Written by 12:59 pm Blog, Current Investigations

Ashburn Creek Fault LP Private Placement Investigation

Concerned about your investment in Ashburn Creek Fault LP? Featured by top securities fraud attorneys, the White Law Group

Ashburn Creek Fault LP Investigation – What Investors Should Know

The White Law Group is investigating potential claims involving Ashburn Creek Fault LP, a Tennessee-based oil and gas limited partnership that filed a Form D notice of exempt offering of securities with the Securities and Exchange Commission (SEC).

According to the filing, Ashburn Creek Fault LP was formed in 2020 and is headquartered in Knoxville, Tennessee. The partnership offered approximately $4.35 million in equity securities under Regulation D, Rule 506(b), which provides an exemption from SEC registration for certain private placement investments.

Details of the Offering

  • Issuer: Ashburn Creek Fault LP
  • Industry: Oil & Gas
  • Total Offering Amount: $4,350,000 (now fully sold)
  • Number of Investors: 55
  • Minimum Investment: $14,000
  • Sales Compensation: Approximately $398,795 in commissions were paid to brokerage firms and financial advisors for selling the offering.

Broker-dealers involved in the sales include Dempsey Lord Smith, LLC, Capital Investment Group, Inc., Alexander Capital, L.P., and JRL Capital Corporation, among others.

Risks of Oil & Gas Private Placements

Private placements like Ashburn Creek Fault LP are often sold to retail investors as opportunities for diversification and high returns. However, these investments can be risky, complex, and illiquid. Common risks include:

  • High commissions and fees – Often 7–10% or more, creating conflicts of interest.
  • Illiquidity – Investors may be unable to sell their shares if they need access to their money.
  • Speculative operations – Oil and gas programs often depend on drilling success and commodity price swings.
  • Lack of transparency – Private placements are exempt from the same disclosure requirements as publicly traded investments.

Because of these risks, private placements are generally unsuitable for many retail investors, particularly retirees and those with conservative investment goals.

Potential Liability of Brokerage Firms

Brokerage firms that sold Ashburn Creek Fault LP were required to perform due diligence on the investment and ensure that recommendations were suitable for each client. If firms failed to adequately vet the investment or misrepresented the risks, they may be liable for investment losses through FINRA arbitration.
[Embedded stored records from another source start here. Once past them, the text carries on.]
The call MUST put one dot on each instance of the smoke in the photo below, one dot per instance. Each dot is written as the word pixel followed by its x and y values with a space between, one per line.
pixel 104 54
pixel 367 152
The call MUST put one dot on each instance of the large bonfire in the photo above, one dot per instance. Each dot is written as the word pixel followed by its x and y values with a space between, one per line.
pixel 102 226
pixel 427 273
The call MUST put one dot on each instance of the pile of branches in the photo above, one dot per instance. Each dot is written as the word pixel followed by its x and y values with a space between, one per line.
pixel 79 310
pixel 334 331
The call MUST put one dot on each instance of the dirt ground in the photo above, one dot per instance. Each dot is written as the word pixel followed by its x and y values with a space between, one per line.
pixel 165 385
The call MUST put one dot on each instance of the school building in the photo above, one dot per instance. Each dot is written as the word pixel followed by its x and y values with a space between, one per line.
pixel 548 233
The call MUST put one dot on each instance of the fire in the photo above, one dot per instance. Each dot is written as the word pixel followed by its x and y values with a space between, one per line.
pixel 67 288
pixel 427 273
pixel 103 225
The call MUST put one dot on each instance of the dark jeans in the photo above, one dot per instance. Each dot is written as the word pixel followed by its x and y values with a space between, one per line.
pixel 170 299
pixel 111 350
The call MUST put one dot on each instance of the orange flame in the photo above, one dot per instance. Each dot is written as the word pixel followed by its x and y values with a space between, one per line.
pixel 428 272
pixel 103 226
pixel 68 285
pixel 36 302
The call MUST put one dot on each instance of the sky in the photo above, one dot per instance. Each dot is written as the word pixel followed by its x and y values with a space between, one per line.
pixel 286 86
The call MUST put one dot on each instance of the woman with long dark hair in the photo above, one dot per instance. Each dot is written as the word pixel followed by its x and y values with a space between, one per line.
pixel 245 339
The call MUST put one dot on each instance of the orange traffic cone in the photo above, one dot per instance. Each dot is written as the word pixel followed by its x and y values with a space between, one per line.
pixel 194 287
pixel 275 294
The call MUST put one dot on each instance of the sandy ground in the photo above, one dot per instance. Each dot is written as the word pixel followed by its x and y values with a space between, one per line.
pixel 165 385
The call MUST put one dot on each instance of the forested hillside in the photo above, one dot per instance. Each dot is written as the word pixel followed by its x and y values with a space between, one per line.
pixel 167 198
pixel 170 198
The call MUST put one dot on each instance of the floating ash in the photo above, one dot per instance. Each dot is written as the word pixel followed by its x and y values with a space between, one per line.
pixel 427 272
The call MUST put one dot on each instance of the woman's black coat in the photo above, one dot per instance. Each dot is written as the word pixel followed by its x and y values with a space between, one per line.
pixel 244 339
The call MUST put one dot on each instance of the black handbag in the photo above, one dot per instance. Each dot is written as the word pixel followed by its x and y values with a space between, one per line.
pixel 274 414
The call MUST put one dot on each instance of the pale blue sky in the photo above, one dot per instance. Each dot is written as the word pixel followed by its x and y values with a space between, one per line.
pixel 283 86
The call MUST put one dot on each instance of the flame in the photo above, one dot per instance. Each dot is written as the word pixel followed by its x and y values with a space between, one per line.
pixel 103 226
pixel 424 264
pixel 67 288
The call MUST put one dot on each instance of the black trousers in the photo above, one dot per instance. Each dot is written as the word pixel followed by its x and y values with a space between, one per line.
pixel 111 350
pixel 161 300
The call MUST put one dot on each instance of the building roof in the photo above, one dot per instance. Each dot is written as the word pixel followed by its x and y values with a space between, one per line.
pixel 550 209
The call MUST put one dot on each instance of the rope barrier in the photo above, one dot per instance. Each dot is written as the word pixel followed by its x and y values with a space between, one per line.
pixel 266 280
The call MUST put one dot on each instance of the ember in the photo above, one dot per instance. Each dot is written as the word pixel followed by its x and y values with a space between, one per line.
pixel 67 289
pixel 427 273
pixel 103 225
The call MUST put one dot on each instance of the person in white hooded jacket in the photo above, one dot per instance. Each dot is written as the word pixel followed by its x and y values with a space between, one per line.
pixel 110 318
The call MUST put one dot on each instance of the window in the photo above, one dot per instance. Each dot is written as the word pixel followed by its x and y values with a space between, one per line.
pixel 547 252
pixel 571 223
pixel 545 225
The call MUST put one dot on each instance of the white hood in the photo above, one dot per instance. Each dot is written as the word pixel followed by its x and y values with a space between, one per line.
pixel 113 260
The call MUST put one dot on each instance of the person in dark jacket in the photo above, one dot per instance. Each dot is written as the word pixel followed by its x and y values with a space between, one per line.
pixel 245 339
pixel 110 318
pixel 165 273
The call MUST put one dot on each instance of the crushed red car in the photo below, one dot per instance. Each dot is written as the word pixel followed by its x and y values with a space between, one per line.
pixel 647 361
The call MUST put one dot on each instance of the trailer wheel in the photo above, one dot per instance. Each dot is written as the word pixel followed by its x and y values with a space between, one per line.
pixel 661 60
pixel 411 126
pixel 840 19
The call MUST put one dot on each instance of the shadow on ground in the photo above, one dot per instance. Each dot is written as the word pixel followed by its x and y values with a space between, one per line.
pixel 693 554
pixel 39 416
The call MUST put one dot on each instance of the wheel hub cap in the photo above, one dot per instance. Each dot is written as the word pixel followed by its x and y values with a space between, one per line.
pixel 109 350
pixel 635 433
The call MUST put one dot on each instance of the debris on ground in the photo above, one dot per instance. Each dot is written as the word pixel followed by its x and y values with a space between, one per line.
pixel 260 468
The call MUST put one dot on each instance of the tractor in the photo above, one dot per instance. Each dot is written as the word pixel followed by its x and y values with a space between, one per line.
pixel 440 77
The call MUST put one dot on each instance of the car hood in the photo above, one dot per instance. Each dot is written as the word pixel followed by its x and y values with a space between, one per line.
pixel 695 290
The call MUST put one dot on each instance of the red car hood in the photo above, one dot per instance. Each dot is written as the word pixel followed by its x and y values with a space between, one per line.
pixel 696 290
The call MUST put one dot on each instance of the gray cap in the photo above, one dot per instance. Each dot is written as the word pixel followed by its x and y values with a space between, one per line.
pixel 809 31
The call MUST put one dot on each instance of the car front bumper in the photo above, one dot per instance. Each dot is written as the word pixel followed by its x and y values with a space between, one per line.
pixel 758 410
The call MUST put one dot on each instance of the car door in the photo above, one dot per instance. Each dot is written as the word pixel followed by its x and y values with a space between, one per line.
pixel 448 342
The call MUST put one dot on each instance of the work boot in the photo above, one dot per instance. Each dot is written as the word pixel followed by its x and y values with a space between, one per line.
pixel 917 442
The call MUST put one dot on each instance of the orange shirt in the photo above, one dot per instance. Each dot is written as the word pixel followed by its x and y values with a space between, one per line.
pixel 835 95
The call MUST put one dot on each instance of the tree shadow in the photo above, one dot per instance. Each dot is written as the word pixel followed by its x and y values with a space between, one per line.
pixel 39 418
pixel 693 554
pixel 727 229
Recovering Investment Losses

If you invested in Ashburn Creek Fault LP at the recommendation of your financial advisor, you may be able to recover your losses. The White Law Group has successfully represented thousands of investors in claims against brokerage firms for improper sales of private placement investments.

Free Consultation

If you are concerned about your investment in Ashburn Creek Fault LP, call The White Law Group at (888) 637-5510 for a free consultation with a securities attorney.

FAQs – Ashburn Creek Fault LP

What is Ashburn Creek Fault LP?
Ashburn Creek Fault LP is a Tennessee oil and gas limited partnership formed in 2020. It raised $4.35 million through a private placement offering under SEC Regulation D.

Why are oil and gas private placements risky?
These investments are speculative, often highly leveraged, and subject to commodity price volatility. They are also illiquid and may pay high sales commissions to brokers.

Can I sell my Ashburn Creek Fault LP investment?
Probably not. Private placement securities are typically illiquid and cannot be easily resold.